A pessoa comum, no jornalismo, é a extraordinária na vida real. É aquela afetada pelos acontecimentos, vive na pele o que está sendo escrito. É, portanto, a parte mais fundamental de toda a história. A opinião que realmente importa.
Com raríssimas exceções, há muito tempo o jornalismo não escuta nem enxerga mais o humano. A boa notícia é que, também há tempos, a imprensa perdeu o monopólio da narrativa. E a ocupação desse espaço vem em múltiplos formatos: livro impresso, filme, blog, plataforma de pesquisa, e outros tantos que ainda nem conheço.

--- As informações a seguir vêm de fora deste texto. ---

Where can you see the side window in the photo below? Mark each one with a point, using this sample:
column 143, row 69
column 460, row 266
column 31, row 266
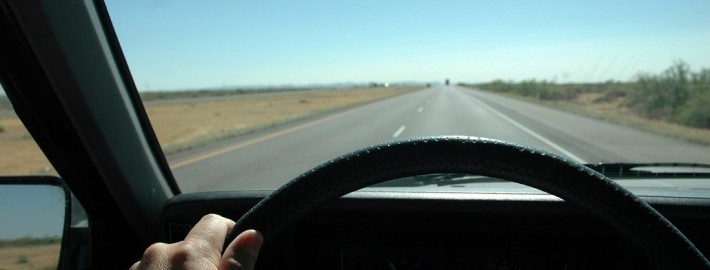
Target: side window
column 20, row 155
column 31, row 216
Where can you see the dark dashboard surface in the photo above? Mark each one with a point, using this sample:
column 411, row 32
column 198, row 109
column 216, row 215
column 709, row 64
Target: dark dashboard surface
column 419, row 230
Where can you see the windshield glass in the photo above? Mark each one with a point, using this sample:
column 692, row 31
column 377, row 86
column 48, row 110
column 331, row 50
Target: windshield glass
column 249, row 94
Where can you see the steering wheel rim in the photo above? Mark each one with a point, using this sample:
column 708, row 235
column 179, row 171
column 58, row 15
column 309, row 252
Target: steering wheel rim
column 646, row 229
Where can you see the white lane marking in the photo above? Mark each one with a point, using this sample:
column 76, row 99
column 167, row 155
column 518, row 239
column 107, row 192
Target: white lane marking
column 534, row 134
column 398, row 132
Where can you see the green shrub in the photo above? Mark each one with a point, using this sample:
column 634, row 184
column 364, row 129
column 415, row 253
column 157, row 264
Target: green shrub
column 696, row 112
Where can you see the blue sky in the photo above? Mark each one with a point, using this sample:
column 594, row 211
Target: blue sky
column 206, row 44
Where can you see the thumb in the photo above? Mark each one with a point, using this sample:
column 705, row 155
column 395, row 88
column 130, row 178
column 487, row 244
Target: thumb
column 242, row 252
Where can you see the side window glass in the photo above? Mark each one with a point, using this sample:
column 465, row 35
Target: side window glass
column 20, row 154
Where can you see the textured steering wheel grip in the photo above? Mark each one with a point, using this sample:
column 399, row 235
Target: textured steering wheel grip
column 648, row 231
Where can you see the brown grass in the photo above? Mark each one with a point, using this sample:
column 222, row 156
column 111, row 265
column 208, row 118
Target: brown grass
column 184, row 125
column 597, row 105
column 190, row 123
column 30, row 257
column 20, row 154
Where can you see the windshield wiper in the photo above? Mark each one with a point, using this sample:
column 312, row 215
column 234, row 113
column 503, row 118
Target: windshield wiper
column 652, row 170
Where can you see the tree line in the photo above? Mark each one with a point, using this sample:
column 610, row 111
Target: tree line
column 678, row 94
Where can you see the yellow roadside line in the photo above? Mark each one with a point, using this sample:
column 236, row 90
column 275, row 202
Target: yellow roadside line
column 260, row 139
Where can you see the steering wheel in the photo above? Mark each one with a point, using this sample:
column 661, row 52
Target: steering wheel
column 636, row 221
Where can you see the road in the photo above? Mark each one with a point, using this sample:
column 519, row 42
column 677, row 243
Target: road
column 268, row 159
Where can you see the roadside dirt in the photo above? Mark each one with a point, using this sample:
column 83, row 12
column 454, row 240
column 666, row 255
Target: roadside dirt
column 193, row 123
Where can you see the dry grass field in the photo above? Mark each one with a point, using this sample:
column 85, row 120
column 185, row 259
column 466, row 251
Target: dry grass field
column 184, row 125
column 30, row 257
column 187, row 123
column 597, row 105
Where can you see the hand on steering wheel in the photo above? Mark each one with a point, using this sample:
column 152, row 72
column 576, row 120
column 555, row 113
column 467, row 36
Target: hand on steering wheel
column 202, row 248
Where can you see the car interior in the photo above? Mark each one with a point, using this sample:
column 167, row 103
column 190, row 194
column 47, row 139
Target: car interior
column 66, row 75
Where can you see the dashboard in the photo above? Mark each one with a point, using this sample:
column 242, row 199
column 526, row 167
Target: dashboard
column 437, row 230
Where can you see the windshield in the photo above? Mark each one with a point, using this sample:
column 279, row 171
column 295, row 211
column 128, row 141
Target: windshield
column 250, row 94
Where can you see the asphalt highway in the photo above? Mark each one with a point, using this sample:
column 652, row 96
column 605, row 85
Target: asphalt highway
column 268, row 159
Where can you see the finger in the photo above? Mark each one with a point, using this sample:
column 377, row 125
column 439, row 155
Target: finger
column 243, row 251
column 209, row 234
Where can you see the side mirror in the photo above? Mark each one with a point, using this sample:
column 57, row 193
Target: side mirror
column 34, row 220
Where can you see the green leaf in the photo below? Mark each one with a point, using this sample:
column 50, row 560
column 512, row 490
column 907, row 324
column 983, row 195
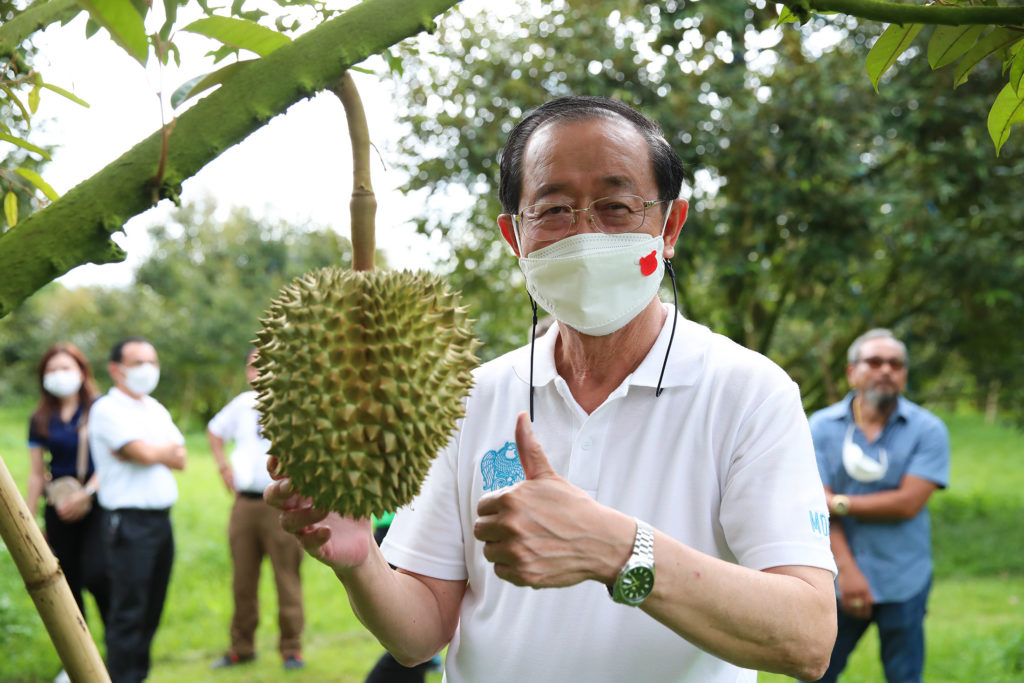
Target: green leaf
column 170, row 16
column 10, row 208
column 38, row 181
column 124, row 24
column 1007, row 111
column 240, row 33
column 786, row 16
column 997, row 40
column 194, row 86
column 25, row 144
column 17, row 102
column 60, row 91
column 949, row 43
column 892, row 43
column 1017, row 73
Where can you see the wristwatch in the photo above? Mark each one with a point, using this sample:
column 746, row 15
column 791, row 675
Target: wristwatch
column 636, row 579
column 841, row 505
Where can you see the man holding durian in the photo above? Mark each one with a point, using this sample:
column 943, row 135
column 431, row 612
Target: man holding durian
column 655, row 479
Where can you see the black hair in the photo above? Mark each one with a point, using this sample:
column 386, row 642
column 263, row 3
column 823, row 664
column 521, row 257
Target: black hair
column 669, row 170
column 117, row 353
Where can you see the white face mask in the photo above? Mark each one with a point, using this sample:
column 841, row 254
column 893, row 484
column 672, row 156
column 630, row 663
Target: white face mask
column 596, row 283
column 141, row 379
column 62, row 383
column 858, row 465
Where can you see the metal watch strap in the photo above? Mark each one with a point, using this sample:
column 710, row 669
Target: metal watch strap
column 642, row 557
column 643, row 546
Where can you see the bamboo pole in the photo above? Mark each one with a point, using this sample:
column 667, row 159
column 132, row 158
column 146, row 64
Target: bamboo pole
column 364, row 204
column 45, row 582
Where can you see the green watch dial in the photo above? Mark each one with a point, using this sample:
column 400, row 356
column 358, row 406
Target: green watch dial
column 636, row 585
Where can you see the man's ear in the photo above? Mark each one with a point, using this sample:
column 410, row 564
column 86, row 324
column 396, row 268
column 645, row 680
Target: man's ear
column 508, row 231
column 674, row 225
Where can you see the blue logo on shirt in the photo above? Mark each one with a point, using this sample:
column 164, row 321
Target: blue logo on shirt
column 502, row 468
column 819, row 522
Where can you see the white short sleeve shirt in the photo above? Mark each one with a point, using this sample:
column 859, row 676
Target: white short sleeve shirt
column 721, row 461
column 239, row 422
column 115, row 420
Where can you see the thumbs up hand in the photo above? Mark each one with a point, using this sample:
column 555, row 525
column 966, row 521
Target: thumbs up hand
column 535, row 463
column 544, row 531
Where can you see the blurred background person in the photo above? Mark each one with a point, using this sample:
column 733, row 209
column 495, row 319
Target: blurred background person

Esse tipo de resistência também existe em Brasília, sabia? Conhece o projeto Lupa? Se não, dedique um tempinho do seu dia pra conhecer pessoas, se colocar no lugar delas. Dedicamos cada vez menos tempo a ouvir com atenção o outro, e não tem nada mais transformador do que isso.
O projeto Lupa reúne depoimentos e fotos de gente que, de alguma forma, conta histórias. Você encontra lá uma mistura de humanos que são tão diferentes quanto semelhantes. O livreiro que faliu, a mulher que curou suas dores escrevendo, o artista que espalha desenhos pela cidade.
Quem conta a história dos contadores de histórias são três mulheres. Naiara Leão, jornalista que largou a imprensa decidida a trabalhar com algo que lhe dê satisfação. Thaís Antonio, que trocou o desenho industrial pelo jornalismo e descobriu que se emociona em contar histórias sobre pessoas. E Emília Silberstein, formada em cinema e fotógrafa por profissão: é quem retrata com doçura as personagens.
Juntas, elas já contaram 63 histórias – e tive a sorte de ser a 63ª. Por algumas horas, saí do meu confortável e quentinho lugar de jornalista, acostumada a olhar e definir o outro, e me deixei ser olhada e definida. Foi um desconforto importante. Obrigada, meninas, por me fazer colocar essa lupa no espelho.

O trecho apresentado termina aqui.